Edson Fachin enviou à procuradora-geral da República, Raquel Dodge, o relatório final da Polícia Federal segundo o qual há indícios de que Temer recebeu vantagem indevida da Odebrecht. A polícia aponta os crimes de corrupção passiva e lavagem de dinheiro.

"Tendo em vista que foi acostado aos autos o relatório conclusivo da autoridade policial, dê-se vista dos autos à Procuradoria-Geral da República, para que se manifeste no prazo de 15 dias", decidiu Fachin.

Pela Constituição, um presidente não pode responder por um crime cometido fora do mandato. Os fatos apurados no inquérito se referem a 2014, quando Temer era vice-presidente da República.

A partir de agora, a PGR pode:

decidir pelo arquivamento do processo;
decidir pelo oferecimento de denúncia;
deixar o caso parado para continuidade na primeira instância quando Temer deixar a Presidência;
deixar o caso para análise dos procuradores que atuam na primeira instância.
Se a PGR denunciar Temer, o Supremo Tribunal Federal só poderá analisar a acusação se a Câmara dos Deputados autorizar. Para isso, são necessários os votos de pelo menos 342 dos 513 deputados.

No ano passado, a PGR denunciou Temer duas vezes ao STF pelos crimes de corrupção passiva, organização criminosa e obstrução de Justiça.

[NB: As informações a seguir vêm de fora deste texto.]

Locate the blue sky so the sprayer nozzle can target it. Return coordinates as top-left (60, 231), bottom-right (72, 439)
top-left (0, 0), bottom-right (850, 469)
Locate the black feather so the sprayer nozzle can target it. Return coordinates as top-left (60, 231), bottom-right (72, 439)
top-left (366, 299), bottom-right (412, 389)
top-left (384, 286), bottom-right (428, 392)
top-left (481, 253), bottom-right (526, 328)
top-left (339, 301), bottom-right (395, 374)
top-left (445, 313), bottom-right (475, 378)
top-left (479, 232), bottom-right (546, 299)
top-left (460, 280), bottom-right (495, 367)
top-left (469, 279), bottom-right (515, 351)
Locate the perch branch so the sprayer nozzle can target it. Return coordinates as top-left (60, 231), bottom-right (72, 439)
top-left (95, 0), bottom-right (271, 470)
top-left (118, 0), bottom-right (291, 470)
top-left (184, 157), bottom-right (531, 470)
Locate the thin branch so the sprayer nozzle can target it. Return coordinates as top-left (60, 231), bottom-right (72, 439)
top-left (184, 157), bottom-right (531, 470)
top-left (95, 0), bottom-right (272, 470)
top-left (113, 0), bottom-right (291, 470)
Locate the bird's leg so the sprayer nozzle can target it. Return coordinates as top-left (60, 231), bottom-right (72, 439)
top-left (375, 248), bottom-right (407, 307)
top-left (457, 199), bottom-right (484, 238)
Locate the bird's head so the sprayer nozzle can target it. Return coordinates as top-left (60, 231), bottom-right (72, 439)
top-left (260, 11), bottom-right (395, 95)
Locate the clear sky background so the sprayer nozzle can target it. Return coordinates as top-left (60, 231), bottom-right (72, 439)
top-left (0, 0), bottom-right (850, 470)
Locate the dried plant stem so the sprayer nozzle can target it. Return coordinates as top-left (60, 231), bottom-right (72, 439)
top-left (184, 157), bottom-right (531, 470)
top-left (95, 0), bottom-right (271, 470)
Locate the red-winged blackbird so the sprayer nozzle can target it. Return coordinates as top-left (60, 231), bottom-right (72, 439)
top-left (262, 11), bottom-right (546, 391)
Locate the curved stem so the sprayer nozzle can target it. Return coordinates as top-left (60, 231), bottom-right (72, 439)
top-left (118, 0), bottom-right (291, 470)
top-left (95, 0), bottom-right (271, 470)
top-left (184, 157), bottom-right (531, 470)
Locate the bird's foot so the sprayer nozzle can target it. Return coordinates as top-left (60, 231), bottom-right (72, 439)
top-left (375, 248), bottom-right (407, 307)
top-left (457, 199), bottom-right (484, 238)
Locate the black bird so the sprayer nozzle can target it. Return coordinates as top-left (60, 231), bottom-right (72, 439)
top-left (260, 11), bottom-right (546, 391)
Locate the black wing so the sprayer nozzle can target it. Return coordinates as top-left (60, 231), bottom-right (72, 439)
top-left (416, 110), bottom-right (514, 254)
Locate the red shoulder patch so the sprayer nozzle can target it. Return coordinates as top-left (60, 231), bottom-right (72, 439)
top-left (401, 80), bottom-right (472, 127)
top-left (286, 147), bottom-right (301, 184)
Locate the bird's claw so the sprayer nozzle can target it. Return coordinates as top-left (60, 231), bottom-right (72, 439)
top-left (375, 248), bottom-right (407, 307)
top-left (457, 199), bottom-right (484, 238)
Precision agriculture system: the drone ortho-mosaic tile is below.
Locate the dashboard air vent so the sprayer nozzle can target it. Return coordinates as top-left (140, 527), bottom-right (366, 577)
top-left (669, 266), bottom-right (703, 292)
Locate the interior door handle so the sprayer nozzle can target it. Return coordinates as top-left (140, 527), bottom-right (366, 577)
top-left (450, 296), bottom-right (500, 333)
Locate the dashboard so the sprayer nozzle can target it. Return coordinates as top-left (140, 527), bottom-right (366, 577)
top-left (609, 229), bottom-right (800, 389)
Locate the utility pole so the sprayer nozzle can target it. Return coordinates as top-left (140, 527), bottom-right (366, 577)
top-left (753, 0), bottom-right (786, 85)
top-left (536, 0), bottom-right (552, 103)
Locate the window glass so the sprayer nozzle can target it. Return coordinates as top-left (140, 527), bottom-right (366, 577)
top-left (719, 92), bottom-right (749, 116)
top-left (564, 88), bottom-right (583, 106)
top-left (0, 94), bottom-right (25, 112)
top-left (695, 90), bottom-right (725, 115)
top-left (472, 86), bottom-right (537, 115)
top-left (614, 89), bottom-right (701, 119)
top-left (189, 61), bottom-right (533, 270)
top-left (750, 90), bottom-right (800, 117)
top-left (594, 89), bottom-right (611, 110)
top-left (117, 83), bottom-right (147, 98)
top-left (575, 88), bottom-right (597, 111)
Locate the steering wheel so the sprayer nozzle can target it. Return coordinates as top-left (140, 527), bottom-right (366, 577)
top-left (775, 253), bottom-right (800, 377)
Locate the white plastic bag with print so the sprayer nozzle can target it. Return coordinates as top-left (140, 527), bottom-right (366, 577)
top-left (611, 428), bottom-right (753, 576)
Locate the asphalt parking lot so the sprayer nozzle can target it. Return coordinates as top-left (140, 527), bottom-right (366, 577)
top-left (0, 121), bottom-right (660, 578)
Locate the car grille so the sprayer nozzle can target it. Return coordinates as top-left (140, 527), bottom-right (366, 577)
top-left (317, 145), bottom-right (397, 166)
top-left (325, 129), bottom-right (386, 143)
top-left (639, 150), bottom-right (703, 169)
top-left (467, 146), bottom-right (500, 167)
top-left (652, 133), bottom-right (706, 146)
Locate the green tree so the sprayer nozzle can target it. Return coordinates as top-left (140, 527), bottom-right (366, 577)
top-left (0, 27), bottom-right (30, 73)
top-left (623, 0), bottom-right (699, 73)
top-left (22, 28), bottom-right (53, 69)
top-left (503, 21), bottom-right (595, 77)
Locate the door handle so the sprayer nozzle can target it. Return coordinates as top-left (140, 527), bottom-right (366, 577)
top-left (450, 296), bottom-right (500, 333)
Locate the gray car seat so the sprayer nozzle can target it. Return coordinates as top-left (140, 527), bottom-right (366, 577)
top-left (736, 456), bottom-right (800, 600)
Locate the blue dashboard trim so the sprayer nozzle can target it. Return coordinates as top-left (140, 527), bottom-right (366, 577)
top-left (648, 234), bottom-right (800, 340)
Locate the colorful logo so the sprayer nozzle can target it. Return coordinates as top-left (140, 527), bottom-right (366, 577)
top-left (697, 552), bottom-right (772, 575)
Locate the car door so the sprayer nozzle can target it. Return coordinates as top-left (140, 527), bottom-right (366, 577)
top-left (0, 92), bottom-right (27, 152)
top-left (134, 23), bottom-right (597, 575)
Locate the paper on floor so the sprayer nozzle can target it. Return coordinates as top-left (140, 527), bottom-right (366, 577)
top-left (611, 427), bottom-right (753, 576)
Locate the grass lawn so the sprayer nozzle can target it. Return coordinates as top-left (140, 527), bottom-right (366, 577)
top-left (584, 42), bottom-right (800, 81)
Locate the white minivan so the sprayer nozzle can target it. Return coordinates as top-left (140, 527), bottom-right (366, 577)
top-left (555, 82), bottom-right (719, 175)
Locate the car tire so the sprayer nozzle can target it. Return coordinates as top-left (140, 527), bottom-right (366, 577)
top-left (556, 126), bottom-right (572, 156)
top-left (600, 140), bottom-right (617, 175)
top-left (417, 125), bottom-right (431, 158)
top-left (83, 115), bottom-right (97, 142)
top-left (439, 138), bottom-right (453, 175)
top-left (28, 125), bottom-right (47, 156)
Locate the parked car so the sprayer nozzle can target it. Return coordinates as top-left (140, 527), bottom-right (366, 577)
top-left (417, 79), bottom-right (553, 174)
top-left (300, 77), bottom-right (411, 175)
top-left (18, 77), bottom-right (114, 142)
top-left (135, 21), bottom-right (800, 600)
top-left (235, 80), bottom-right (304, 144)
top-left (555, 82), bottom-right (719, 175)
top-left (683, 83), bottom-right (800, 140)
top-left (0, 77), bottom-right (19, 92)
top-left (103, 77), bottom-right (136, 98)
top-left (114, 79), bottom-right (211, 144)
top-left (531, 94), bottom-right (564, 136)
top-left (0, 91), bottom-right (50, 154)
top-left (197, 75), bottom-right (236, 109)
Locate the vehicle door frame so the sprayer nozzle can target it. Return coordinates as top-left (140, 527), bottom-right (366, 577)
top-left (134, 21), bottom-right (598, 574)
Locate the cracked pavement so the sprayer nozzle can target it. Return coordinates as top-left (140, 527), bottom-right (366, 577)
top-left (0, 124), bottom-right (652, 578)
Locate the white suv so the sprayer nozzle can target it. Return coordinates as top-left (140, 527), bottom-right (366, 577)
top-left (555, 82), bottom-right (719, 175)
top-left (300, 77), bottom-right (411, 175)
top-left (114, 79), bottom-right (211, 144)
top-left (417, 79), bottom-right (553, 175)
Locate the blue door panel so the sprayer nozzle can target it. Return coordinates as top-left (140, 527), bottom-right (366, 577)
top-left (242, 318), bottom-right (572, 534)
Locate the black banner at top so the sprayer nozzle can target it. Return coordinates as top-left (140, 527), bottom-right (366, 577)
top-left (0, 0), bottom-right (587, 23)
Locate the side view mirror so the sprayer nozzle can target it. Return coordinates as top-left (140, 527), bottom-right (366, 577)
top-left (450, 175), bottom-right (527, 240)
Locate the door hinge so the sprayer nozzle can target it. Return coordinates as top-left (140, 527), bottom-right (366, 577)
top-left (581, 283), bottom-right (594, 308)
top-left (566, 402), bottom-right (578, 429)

Nos dois casos, a Câmara rejeitou o prosseguimento dos processos.

Entenda o inquérito
O inquérito se refere a um jantar no Palácio do Jaburu em maio de 2014 em que, segundo delatores, Temer acertou o repasse ilícito de R$ 10 milhões da Odebrecht ao MDB.

Também há suspeitas de propina para ajudar a Odebercht na Secretaria de Aviação Civil. Também são investigados os ministros Eliseu Padilha (Casa Civil) e Moreira Franco (Minas e Energia), ambos do MDB e ex-chefes da pasta da aviação.

A assessoria de Temer afirma que "a conclusão do inquérito pela Polícia Federal é um atentado à lógica e à cronologia dos fatos".